Hi @googlebot @ToddChavezz
I am facing a similar issue
def train(epoch):
tr_loss, tr_accuracy = 0, 0
nb_tr_examples, nb_tr_steps = 0, 0
tr_preds, tr_labels = ,
# put model in training mode
model.train()

for idx, batch in enumerate(training_loader):

    ids = batch['ids']
    ids = ids.transpose(0, 1) 
    ids=ids.to(device)
    mask = batch['mask']
    mask=mask.transpose(0, 1) 
    mask=mask.to(device)
    targets = batch['targets']
    targets=targets.transpose(0, 1) 
    targets=targets.to(device)


    optimizer.zero_grad()
    print(ids.shape)
    print(mask.shape)
    outputs= model(input_ids=ids, attention_mask=mask, labels=targets)
    loss, tr_logits = outputs.loss, outputs.logits
    tr_loss += loss.item()

    nb_tr_steps += 1
    nb_tr_examples += targets.size(0)

    if idx % 100==0:
        loss_step = tr_loss/nb_tr_steps
        print(f"Training loss per 100 training steps: {loss_step}")

    # compute training accuracy
    flattened_targets = targets.view(-1) # shape (batch_size * seq_len,)
    active_logits = tr_logits.view(-1, model.num_labels) # shape (batch_size * seq_len, num_labels)
    flattened_predictions = torch.argmax(active_logits, axis=1) # shape (batch_size * seq_len,)
    # now, use mask to determine where we should compare predictions with targets (includes [CLS] and [SEP] token predictions)
    active_accuracy = mask.view(-1) == 1 # active accuracy is also of shape (batch_size * seq_len,)
    targets = torch.masked_select(flattened_targets, active_accuracy)
    predictions = torch.masked_select(flattened_predictions, active_accuracy)

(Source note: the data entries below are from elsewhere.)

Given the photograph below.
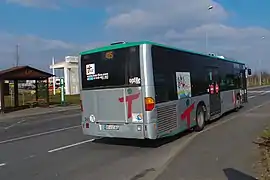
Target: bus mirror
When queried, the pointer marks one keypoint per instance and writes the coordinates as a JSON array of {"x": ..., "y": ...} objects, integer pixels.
[{"x": 249, "y": 72}]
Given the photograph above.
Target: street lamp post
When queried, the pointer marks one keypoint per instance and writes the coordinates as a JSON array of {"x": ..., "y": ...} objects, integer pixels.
[
  {"x": 260, "y": 65},
  {"x": 206, "y": 33}
]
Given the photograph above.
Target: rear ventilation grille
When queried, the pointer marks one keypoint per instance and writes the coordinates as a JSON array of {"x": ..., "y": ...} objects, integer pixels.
[{"x": 166, "y": 118}]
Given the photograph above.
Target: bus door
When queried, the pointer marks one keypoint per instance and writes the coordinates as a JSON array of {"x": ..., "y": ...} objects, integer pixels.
[{"x": 214, "y": 91}]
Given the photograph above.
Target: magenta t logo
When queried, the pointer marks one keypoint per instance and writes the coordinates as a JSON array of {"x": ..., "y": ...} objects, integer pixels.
[{"x": 129, "y": 99}]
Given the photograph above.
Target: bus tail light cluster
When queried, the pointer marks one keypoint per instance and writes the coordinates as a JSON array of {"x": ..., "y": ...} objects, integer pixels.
[{"x": 149, "y": 103}]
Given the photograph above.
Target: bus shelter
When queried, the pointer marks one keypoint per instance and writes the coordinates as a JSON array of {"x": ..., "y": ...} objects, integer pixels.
[{"x": 21, "y": 74}]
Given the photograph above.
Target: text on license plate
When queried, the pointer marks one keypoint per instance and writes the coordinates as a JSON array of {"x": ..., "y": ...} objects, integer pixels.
[{"x": 111, "y": 127}]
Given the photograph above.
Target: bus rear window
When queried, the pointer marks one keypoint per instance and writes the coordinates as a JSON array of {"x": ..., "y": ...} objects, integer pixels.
[{"x": 108, "y": 69}]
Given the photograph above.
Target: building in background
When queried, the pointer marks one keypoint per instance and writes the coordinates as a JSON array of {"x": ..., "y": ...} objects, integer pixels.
[{"x": 71, "y": 77}]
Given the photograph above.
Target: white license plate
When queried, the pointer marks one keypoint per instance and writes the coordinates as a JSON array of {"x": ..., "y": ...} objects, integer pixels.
[{"x": 111, "y": 127}]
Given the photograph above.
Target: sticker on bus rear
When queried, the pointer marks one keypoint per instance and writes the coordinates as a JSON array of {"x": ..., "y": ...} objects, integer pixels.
[
  {"x": 137, "y": 117},
  {"x": 90, "y": 69},
  {"x": 183, "y": 85}
]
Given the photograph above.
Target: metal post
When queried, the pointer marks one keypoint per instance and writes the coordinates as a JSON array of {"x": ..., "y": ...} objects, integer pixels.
[
  {"x": 17, "y": 55},
  {"x": 62, "y": 86},
  {"x": 53, "y": 76}
]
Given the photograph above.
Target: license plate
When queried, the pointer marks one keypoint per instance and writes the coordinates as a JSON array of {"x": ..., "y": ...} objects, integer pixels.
[{"x": 111, "y": 127}]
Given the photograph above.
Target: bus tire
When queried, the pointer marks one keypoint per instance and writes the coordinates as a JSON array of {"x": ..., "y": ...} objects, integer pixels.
[{"x": 200, "y": 119}]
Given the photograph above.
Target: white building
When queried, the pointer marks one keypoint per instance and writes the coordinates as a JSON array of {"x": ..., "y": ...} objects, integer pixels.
[{"x": 71, "y": 74}]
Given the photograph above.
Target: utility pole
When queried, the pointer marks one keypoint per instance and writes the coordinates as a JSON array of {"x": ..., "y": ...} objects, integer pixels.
[
  {"x": 17, "y": 55},
  {"x": 206, "y": 32}
]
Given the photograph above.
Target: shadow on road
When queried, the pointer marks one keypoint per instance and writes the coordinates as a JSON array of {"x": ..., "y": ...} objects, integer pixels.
[
  {"x": 141, "y": 143},
  {"x": 233, "y": 174}
]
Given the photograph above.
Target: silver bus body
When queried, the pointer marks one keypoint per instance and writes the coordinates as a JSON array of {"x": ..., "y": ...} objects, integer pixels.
[{"x": 122, "y": 112}]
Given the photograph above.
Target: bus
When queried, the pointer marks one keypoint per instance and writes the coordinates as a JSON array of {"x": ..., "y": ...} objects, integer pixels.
[{"x": 146, "y": 90}]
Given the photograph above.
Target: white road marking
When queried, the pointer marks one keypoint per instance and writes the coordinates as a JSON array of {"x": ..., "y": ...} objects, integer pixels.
[
  {"x": 184, "y": 144},
  {"x": 38, "y": 134},
  {"x": 19, "y": 122},
  {"x": 69, "y": 146}
]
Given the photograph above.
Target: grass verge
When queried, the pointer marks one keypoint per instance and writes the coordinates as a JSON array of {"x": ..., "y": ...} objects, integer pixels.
[{"x": 264, "y": 148}]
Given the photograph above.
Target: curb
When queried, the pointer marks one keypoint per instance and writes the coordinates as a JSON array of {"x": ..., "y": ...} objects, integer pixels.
[{"x": 39, "y": 113}]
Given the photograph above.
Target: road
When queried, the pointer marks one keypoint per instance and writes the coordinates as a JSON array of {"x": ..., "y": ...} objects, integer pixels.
[{"x": 53, "y": 147}]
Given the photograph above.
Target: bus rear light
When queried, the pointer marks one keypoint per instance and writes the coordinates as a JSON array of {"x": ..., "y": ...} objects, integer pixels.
[
  {"x": 81, "y": 105},
  {"x": 149, "y": 103}
]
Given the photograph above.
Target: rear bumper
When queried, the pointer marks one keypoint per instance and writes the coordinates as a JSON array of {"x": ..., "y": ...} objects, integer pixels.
[{"x": 125, "y": 131}]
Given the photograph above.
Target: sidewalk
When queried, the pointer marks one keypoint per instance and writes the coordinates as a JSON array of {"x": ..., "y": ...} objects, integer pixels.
[
  {"x": 37, "y": 111},
  {"x": 226, "y": 152}
]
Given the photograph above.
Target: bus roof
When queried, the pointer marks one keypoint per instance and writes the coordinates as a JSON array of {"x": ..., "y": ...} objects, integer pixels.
[{"x": 130, "y": 44}]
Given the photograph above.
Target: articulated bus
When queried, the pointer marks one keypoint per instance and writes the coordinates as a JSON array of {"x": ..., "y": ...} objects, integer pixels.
[{"x": 145, "y": 90}]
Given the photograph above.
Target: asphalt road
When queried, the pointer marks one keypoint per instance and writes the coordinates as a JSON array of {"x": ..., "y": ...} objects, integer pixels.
[{"x": 52, "y": 147}]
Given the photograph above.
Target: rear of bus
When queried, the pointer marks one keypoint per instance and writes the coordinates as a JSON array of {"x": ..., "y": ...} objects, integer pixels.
[{"x": 111, "y": 93}]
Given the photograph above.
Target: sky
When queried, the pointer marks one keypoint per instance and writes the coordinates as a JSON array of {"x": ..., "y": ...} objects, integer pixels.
[{"x": 43, "y": 29}]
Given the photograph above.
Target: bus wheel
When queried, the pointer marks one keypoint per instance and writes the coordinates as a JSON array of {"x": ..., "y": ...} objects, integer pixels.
[{"x": 200, "y": 119}]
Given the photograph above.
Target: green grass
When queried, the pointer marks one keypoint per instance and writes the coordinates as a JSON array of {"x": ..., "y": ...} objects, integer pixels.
[{"x": 264, "y": 163}]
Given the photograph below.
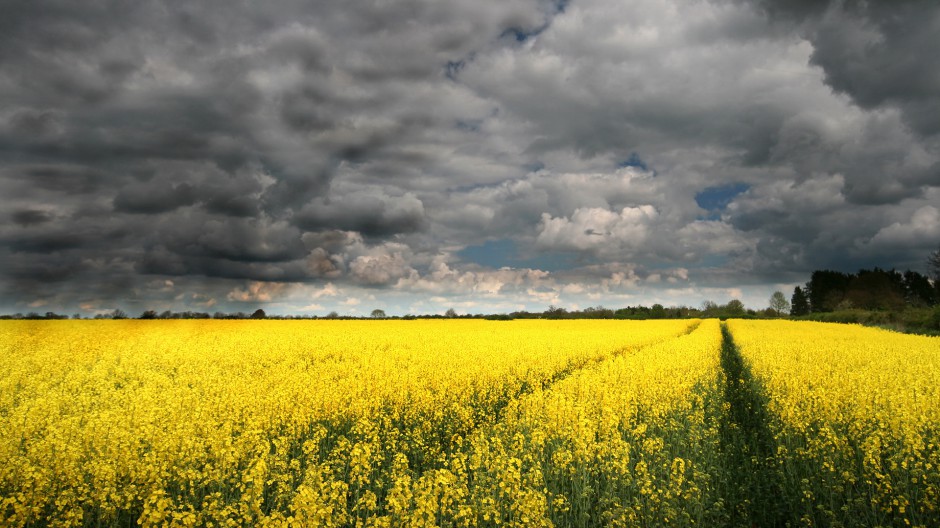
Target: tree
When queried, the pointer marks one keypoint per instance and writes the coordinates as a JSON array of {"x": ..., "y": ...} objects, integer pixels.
[
  {"x": 734, "y": 307},
  {"x": 933, "y": 265},
  {"x": 799, "y": 303},
  {"x": 779, "y": 303}
]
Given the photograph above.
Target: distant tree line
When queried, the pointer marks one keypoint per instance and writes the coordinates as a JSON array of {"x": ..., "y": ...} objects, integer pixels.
[{"x": 874, "y": 289}]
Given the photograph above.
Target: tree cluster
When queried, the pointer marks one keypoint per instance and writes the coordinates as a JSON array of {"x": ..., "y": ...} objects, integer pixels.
[{"x": 874, "y": 289}]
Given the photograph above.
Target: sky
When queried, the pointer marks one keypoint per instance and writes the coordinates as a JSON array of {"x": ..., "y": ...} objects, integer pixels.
[{"x": 488, "y": 156}]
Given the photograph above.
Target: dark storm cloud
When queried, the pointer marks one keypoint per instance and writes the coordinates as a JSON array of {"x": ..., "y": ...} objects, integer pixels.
[
  {"x": 878, "y": 52},
  {"x": 232, "y": 150}
]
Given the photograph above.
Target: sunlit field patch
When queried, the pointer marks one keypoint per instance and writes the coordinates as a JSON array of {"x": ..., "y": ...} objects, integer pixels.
[{"x": 466, "y": 423}]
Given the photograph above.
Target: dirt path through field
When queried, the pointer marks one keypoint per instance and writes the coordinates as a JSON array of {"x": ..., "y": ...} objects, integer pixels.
[{"x": 751, "y": 470}]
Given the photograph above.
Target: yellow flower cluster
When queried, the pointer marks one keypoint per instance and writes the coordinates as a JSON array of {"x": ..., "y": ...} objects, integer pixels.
[
  {"x": 290, "y": 423},
  {"x": 855, "y": 413},
  {"x": 625, "y": 442}
]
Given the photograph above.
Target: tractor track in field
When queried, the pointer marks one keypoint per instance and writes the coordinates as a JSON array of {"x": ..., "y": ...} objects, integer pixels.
[
  {"x": 749, "y": 451},
  {"x": 572, "y": 369}
]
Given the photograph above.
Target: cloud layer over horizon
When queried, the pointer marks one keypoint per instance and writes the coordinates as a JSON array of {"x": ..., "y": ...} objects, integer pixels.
[{"x": 420, "y": 155}]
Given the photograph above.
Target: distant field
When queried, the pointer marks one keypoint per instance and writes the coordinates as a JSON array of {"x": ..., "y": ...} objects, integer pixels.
[{"x": 467, "y": 423}]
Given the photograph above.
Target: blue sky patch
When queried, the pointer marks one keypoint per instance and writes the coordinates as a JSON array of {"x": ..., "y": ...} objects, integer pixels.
[{"x": 504, "y": 252}]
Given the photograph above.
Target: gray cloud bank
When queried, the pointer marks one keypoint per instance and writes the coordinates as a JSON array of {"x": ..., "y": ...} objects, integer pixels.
[{"x": 323, "y": 156}]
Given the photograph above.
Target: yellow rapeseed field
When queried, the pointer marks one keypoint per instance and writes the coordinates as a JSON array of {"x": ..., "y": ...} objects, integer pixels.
[
  {"x": 232, "y": 423},
  {"x": 467, "y": 423},
  {"x": 855, "y": 413}
]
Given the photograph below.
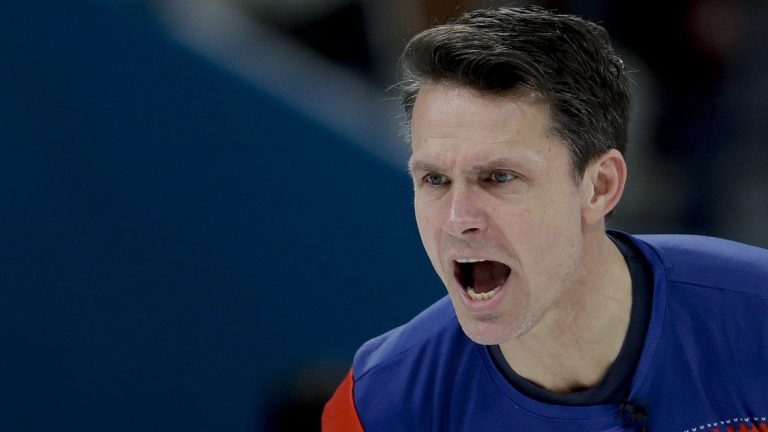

    tr_preds.extend(predictions)
    tr_labels.extend(targets)

    tmp_tr_accuracy = accuracy_score(targets.cpu().numpy(), predictions.cpu().numpy())
    tr_accuracy += tmp_tr_accuracy

    # gradient clipping
    torch.nn.utils.clip_grad_norm_(
        parameters=model.parameters(), max_norm=MAX_GRAD_NORM
    )

    # backward pass

    loss.backward()
    optimizer.step()

epoch_loss = tr_loss / nb_tr_steps
tr_accuracy = tr_accuracy / nb_tr_steps
print(f"Training loss epoch: {epoch_loss}")
print(f"Training accuracy epoch: {tr_accuracy}")

Training epoch: 1
torch.Size([512, 4])
torch.Size([512, 4])

RuntimeError Traceback (most recent call last)
in <cell line: 1>()
1 for epoch in range(EPOCHS):
2 print(f"Training epoch: {epoch + 1}")
----> 3 train(epoch)

3 frames
/usr/local/lib/python3.10/dist-packages/transformers/models/roberta/modeling_roberta.py in forward(self, input_ids, attention_mask, token_type_ids, position_ids, head_mask, inputs_embeds, labels, output_attentions, output_hidden_states, return_dict)
1230 elif self.config.problem_type == “single_label_classification”:
1231 loss_fct = CrossEntropyLoss()
→ 1232 loss = loss_fct(logits.contiguous().view(-1, self.num_labels), labels.contiguous().view(-1))
1233 elif self.config.problem_type == “multi_label_classification”:
1234 loss_fct = BCEWithLogitsLoss()

RuntimeError: view size is not compatible with input tensor’s size and stride (at least one dimension spans across two contiguous subspaces). Use .reshape(…) instead.

could you provide a minimal example? which command exactly throws the error? what do you want to reshape to? what are the relevant tensors’ sizes?